2026-02-04, 14:00–18:00, B.1.031
Docling is rapidly becoming the de-facto standard in open source document AI. The project has achieved remarkable adoption with over 45K GitHub stars, more than 1.5 million monthly downloads, and multiple top rankings on global GitHub and HuggingFace trending leaderboards. Incubated as a Linux Foundation AI & Data project, Docling provides local-first, enterprise-grade capabilities, excelling at parsing complex layouts, extracting tables, and converting unstructured documents into AI-ready structured formats.

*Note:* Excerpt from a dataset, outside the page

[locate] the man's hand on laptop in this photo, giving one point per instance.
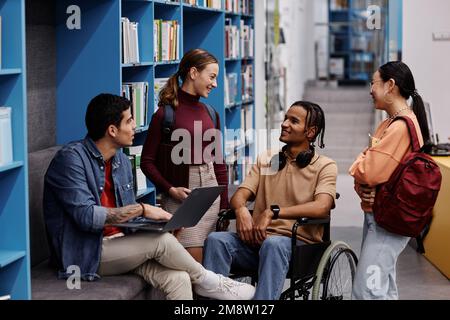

In this hands-on session, you'll get a chance to:
- ingest and parse multiple doc formats including PDF, DOCX and more
- convert complex tables into usable formats
- extract and prepare images for AI processing
- preserve metadata for visual grounding
- explore AI integration with frameworks like LangChain to power RAG and model training
Project links:
- https://www.docling.ai/
- https://github.com/docling-project
- https://lfaidata.foundation/projects/docling/
Carol Chen is a Community Architect at Red Hat, supporting and promoting various upstream communities such as Docling, InstructLab, Ansible and ManageIQ. She has been actively involved in open source communities while working for Jolla and Nokia previously. In addition, she also has experiences in software development/integration in her 12 years in the mobile industry. Carol has spoken at events around the world, including AI_Dev in France and OpenInfra Summit in China. On a personal note, Carol plays the Timpani in an orchestra in Tampere, Finland, where she now calls home.